[
https://issues.apache.org/jira/browse/ACCUMULO-836?page=com.atlassian.jira.plugin.system.issuetabpanels:comment-tabpanel&focusedCommentId=13489228#comment-13489228
]
Josh Elser commented on ACCUMULO-836:
-------------------------------------
*GrepIterator*: It should be noted (javadoc) that the String being converted to
bytes will be treated as UTF-8 encoded bytes or not make the UTF-8 assertion at
all.
*MetadataTable#encode(), DistributedReadWriteLock#getLockData()*: Should note
that the byte[] return from the specified method is utf-8 bytes.
*LongCombiner.StringEncoder, StringMax, StringMin, StringSummation,
SummingArrayCombiner.StringArrayEncoder, Authorizations,
Master#mergeMetadataRecords*: These classes are creating bytes that are UTF-8,
but when the bytes are initially read into a String (from a Value typically),
the default encoding is used (String constructor that takes a byte array). This
leads to inconsistency as the data could have been read as something other than
UTF-8 but then written back out as UTF-8. A decision needs to make what to do
and that decision needs to be documented.

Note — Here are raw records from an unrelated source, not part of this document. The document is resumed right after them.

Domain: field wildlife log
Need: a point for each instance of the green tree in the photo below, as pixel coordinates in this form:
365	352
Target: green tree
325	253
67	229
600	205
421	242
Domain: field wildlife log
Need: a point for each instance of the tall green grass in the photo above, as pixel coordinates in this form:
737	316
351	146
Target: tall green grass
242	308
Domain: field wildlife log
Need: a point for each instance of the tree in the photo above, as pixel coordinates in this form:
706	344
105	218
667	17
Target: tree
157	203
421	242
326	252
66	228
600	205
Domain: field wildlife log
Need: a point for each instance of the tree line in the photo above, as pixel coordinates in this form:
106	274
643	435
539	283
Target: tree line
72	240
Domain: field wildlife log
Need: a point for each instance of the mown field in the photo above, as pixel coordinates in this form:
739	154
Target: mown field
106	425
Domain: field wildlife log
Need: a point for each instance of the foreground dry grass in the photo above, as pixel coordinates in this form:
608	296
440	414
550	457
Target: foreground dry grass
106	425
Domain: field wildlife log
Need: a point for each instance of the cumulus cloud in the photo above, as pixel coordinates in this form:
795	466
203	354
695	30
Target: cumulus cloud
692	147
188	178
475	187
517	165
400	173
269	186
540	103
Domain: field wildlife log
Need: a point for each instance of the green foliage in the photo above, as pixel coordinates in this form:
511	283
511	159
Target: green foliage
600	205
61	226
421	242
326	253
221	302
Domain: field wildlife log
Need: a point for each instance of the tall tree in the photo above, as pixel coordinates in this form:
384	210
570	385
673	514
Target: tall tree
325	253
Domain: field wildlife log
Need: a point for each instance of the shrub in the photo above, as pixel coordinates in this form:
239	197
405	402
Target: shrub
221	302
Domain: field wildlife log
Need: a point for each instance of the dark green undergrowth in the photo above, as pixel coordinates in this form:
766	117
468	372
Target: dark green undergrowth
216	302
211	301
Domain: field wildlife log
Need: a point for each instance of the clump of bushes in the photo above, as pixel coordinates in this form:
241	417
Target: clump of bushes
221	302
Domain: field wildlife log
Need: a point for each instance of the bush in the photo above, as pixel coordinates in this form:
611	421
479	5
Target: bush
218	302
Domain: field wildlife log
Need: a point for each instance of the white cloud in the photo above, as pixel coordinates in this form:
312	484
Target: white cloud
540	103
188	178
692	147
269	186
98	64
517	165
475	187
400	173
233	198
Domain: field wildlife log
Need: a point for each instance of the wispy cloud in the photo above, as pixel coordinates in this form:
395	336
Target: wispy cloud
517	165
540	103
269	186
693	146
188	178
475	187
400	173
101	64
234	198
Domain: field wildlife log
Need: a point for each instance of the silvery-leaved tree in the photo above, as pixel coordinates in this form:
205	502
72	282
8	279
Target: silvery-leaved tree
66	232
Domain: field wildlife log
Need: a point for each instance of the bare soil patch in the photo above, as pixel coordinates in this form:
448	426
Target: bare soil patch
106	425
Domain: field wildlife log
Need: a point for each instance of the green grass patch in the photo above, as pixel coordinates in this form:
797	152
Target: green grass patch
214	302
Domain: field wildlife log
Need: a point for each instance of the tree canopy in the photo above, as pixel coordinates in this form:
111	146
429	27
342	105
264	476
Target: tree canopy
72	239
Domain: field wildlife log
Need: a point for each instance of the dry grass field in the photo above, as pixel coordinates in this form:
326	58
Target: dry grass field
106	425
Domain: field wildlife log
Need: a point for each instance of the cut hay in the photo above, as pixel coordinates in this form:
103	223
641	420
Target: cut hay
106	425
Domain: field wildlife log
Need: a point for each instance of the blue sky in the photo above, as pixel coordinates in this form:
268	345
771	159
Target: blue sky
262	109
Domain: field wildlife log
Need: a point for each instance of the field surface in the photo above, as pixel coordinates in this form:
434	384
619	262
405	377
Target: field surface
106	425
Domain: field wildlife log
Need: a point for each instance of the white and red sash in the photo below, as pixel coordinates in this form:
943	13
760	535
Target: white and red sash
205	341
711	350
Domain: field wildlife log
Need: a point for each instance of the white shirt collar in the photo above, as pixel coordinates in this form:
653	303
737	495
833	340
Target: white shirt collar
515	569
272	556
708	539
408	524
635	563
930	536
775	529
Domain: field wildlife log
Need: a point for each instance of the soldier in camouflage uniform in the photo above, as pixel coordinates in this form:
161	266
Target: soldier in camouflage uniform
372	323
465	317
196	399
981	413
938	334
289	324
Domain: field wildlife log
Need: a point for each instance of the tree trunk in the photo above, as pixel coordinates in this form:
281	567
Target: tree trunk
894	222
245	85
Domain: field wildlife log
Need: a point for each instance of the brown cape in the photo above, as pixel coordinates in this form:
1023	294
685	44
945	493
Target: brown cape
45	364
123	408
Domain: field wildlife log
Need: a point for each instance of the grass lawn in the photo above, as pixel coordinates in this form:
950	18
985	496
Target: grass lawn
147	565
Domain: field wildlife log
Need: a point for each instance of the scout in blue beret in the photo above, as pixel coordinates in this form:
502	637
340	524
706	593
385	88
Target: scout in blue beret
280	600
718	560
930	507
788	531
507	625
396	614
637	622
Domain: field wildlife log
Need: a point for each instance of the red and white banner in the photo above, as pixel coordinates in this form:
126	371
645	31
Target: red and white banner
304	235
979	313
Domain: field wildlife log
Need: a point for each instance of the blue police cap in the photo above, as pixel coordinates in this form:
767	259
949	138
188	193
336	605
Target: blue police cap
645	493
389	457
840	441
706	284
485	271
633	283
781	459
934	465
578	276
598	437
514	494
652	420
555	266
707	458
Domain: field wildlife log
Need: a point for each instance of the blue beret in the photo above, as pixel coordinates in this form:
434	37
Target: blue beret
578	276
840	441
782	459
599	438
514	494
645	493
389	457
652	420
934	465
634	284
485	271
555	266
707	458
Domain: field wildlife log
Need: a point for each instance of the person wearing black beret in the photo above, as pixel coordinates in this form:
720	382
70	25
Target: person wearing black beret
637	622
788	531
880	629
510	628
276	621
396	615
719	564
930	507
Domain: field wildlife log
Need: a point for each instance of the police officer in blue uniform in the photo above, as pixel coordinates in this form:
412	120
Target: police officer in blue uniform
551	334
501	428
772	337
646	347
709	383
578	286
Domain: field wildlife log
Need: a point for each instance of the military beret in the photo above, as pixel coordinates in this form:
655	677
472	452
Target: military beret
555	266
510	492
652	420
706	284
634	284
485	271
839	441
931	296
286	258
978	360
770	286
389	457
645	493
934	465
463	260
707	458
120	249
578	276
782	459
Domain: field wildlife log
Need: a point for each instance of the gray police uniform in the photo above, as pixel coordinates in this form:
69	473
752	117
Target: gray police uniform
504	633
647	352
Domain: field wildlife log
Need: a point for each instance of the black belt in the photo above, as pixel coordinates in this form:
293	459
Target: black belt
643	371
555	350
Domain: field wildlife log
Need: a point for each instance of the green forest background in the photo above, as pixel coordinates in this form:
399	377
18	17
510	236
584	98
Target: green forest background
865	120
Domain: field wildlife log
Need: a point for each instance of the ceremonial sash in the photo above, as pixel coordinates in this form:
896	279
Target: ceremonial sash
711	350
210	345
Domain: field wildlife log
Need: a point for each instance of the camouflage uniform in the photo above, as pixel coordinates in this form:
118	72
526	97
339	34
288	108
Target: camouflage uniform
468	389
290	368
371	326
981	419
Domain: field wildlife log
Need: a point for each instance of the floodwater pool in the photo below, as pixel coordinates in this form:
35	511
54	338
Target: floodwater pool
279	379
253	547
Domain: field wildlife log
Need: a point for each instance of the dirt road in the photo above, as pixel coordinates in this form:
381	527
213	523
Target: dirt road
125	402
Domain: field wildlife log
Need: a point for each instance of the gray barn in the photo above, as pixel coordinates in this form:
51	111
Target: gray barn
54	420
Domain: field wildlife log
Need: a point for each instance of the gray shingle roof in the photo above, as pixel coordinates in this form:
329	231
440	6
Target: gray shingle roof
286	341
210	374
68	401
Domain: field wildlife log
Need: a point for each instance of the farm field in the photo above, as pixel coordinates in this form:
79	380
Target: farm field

*ZooStore*: Some awkwardness pops out at me in #setProperty(long, String,
Serializable) manually adding bytes to the data to be written to ZooKeeper. I
don't think UTF-8 will cause any problems, but it could definitely use some
clarification.
*TraceServer.Receiver, IndexMeta, AddFilesWithMissingEntries, MetadataTable*:
Writes out a Value in utf-8 bytes, but I'm not confident if there is any case
in which a client reading that data would expect something else. Documentation
again would be useful. The likelihood of this being an issue is probably small
considering that Hadoop's WritableUtils encodes Strings as UTF-8.
I'm still a little concerned about access points to ZooKeeper and !METADATA,
but given that ZooReaderWriter was converting the username and password as
UTF-8 bytes I feel slightly better. I should dig into that code more tomorrow.
One final statement, I still believe that in the ambiguous cases where core
classes read arbitrary bytes and write UTF-8 bytes, Accumulo should be agnostic
and not make encoding assertions. In other words, I think we should revert
those changes and leave it up to the user to decide how they handle their bytes.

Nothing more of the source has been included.